At a recent bail hearing, prosecutors pointedly noted that Frohs, who reportedly stands 6 feet, 6 inches tall and weighs 400 pounds, is not a full-fledged member of a particular outlaw motorcycle gang, as law enforcement indicated earlier in court papers. He is believed to be an associate of the gang, an important distinction to those living in that world.
In Snohomish County, a former Hells Angel murdered an Arlington man in 2001 because he believed the man was claiming false ties to the notorious biker gang.
Prosecutors on Friday charged Frohs, 44, with second-degree murder, robbery, burglary, kidnapping and assault. He is being held without bail.
Several other men also have been charged in connection with the Dec. 1 home invasion robbery. They’re accused of breaking into a Marysville house and holding two people hostage.
Detectives believe the incident was sparked when two different people robbed a man of $4,700 and drugs. That man apparently rounded up some friends, many who have lengthy criminal histories and gang ties.

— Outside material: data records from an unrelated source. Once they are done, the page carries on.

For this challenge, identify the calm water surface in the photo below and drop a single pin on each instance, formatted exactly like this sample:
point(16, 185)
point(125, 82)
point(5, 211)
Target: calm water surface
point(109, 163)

They stormed the house in search of the two men. The men weren’t there, but they held two people inside the house hostage, demanding money and threatening their relatives.
After Buckmaster was shot, everyone fled the home. Some later returned to clean up and move Buckmaster’s body, court papers said.
Detectives who later searched the home noted that someone had made “extensive remodel efforts” in a hallway where the shooting took place, including tearing up carpet and repairing drywall.